Hi everyone. Probably I found a bug in Numba. I created a reproducable demo. It should allocate only 256KB of memory but allocates more than 2GB. Can someone take a look?

import numba as nb
from numba import cuda
from time import sleep

######################

@cuda.jit("void(int32[:])", device=True)
def GPU_device_function(arr):
    return

@cuda.jit("void()")
def GPU_entry_point():
    # When this if is removed, it works normally
    if cuda.grid(1):
        return

    # Should use only 256 KB of memory.
    arr = cuda.local.array(shape=65536, dtype=nb.int32)

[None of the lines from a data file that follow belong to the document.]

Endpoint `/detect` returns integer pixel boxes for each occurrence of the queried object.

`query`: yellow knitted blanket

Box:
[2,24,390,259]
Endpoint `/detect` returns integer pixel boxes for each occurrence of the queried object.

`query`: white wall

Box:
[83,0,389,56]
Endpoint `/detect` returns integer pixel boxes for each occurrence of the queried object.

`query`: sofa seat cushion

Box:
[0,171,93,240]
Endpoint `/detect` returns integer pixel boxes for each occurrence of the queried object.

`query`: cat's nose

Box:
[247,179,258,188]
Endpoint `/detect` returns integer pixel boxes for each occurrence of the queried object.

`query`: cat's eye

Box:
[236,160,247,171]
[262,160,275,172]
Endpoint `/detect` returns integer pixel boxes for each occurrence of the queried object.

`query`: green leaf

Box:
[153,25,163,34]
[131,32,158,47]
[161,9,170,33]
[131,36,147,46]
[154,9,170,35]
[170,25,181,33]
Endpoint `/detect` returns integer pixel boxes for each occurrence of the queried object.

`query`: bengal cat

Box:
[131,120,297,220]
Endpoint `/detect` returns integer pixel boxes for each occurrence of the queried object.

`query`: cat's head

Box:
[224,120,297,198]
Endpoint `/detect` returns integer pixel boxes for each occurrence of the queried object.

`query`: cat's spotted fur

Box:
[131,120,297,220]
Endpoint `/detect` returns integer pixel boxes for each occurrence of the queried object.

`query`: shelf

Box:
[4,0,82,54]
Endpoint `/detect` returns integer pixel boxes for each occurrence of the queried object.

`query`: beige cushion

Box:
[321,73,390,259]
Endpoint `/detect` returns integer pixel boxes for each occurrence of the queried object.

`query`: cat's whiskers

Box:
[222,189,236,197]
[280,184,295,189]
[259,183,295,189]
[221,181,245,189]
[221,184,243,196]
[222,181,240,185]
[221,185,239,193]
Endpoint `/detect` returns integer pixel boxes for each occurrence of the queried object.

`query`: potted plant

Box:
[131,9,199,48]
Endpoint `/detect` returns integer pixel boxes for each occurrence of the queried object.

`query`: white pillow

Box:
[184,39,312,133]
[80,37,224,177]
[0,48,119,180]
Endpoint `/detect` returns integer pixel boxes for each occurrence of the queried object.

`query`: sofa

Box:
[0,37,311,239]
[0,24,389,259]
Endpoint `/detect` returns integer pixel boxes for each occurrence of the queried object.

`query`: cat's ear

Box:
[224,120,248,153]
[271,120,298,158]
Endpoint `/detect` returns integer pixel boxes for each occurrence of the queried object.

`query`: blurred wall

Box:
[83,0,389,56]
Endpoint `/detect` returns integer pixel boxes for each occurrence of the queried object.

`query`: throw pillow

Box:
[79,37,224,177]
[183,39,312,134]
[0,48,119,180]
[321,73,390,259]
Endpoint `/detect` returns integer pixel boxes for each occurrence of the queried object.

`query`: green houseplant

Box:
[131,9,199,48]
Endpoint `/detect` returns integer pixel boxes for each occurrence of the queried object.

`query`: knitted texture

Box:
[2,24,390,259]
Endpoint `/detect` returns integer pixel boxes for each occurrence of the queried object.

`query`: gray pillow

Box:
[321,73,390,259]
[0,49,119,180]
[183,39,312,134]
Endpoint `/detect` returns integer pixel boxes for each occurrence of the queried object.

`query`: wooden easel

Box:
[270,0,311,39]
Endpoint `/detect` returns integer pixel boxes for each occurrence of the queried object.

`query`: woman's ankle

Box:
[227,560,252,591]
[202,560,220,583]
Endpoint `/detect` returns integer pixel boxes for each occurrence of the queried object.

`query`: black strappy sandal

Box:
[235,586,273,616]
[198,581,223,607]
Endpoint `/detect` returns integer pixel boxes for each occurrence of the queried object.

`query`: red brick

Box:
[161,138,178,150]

    # When this assigment is removed, it works normally
    arr[0] = 0

    # When this call is removed, it works normally
    GPU_device_function(arr)

######################

if __name__ == '__main__':
    print(cuda.select_device(0))
    print("LOADED")

    GPU_entry_point[1, 1]()  # Run  once
    cuda.synchronize()

    print("DONE")
    sleep(3)  # Wait, so the memory spike will show up in Task manager before deallocation
    print("END")

Thanks for the report! I can reproduce the behaviour, except with a Quadro RTX 8000 it uses 18GB of RAM! :slight_smile:

I’ve written it up on the issue tracker, and will report further progress there: https://github.com/numba/numba/issues/6352

any progress to this …?

@srujan The linked issue is quite old and it’s not clear that we weren’t seeing some artifact of driver behaviour, from reading through the linked issue.

If you’re having an issue I’d suggest posting a description of the issue you’re facing, along with the code that can be executed to reproduce the issue.